This project analyses public LinkedIn profiles from professionals at a major consulting firm to derive skill trends, career levels, and team structure insights using NLP and unsupervised learning. It was created to inform performance evaluations, pay equity conversations, and skill alignment efforts across technical roles.
Key Question: How can public LinkedIn data be transformed into structured, explainable insights about workforce skills and progression?
Alex Conroy
📍 Individual Project (Internal Application)
📊 Data Science | Workforce Analytics | NLP
- Source: Public LinkedIn profiles
- Scope: 200+ professionals in KPMG Australia's Tech Group
- Fields Extracted:
- Role titles
- Skills and endorsements
- Role timelines
- Education histories
📄 Large-scale profiling via YData Profiling also performed but not included due to file size.

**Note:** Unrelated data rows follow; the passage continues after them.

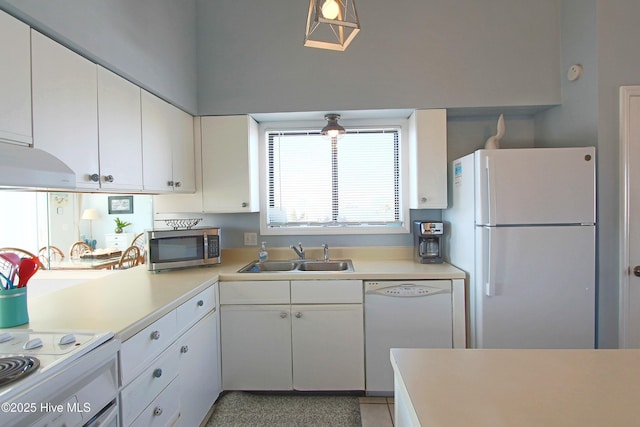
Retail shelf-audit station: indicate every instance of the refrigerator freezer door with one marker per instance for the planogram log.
(535, 186)
(534, 287)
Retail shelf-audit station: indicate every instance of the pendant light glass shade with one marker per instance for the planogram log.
(331, 24)
(333, 128)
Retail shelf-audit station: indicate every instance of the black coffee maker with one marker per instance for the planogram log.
(428, 238)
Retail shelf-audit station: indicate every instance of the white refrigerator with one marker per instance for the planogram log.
(521, 223)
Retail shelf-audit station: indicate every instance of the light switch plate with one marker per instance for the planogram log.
(250, 239)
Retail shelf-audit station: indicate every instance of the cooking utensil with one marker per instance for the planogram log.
(26, 269)
(14, 260)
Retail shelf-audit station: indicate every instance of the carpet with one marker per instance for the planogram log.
(244, 409)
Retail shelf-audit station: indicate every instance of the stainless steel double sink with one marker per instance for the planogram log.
(302, 265)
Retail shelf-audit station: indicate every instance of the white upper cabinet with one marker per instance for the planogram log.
(167, 147)
(120, 132)
(428, 159)
(65, 116)
(230, 181)
(15, 81)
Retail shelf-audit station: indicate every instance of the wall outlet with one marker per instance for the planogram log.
(251, 239)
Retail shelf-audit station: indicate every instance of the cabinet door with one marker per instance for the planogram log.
(185, 203)
(119, 130)
(199, 370)
(15, 80)
(230, 164)
(65, 107)
(157, 157)
(328, 347)
(428, 157)
(256, 347)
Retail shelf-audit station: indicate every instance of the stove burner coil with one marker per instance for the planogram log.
(16, 367)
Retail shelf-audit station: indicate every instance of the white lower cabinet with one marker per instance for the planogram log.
(198, 370)
(327, 346)
(256, 347)
(278, 345)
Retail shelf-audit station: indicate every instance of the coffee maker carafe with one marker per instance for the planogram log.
(428, 238)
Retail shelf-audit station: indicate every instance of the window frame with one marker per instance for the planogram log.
(270, 126)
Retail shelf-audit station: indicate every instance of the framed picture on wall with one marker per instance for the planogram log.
(120, 204)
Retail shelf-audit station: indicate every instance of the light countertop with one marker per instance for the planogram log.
(124, 302)
(518, 387)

- Cleaned role titles, normalised capitalisation
- Parsed job and education timelines
- Extracted and tokenised skill keywords
- TF-IDF vectorisation on job descriptions
- KMeans clustering of profiles into skill families
- Summarised each cluster by dominant terms and sample roles
- Inferred career stage based on:
- Time since graduation
- Time in current and prior roles
- Compared title vs. seniority delta across clusters
✅ Identified clear skill clusters across roles
✅ Inferred career levels and time-in-role estimates
✅ Highlighted inconsistencies in role naming vs. experience
✅ Supported a data-driven approach to levelling and pay review
linkedin-nlp-career-trends/ ├── data/ │ ├── result.csv # Cleaned LinkedIn profiles with inferred timelines │ └── tech_group.csv # Source profile metadata │ ├── notebooks/ │ └── main_analysis.ipynb # NLP, clustering, and time-in-role analysis │ ├── src/ │ └── modeling.py # TF-IDF, clustering, and summarisation logic │ ├── utils/ │ ├── preprocessing.py # Text cleaning, timeline parsing │ └── visualisation.py # Wordclouds, heatmaps, cluster visuals │ ├── report/ │ └── Role_profile_report.html # Interactive EDA report (YData Profiling) │ ├── requirements.txt └── README.md
🔮 Future Work
- Improve entity extraction for role titles and skills using transformer-based models (e.g., BERT-NER) instead of basic tokenisation.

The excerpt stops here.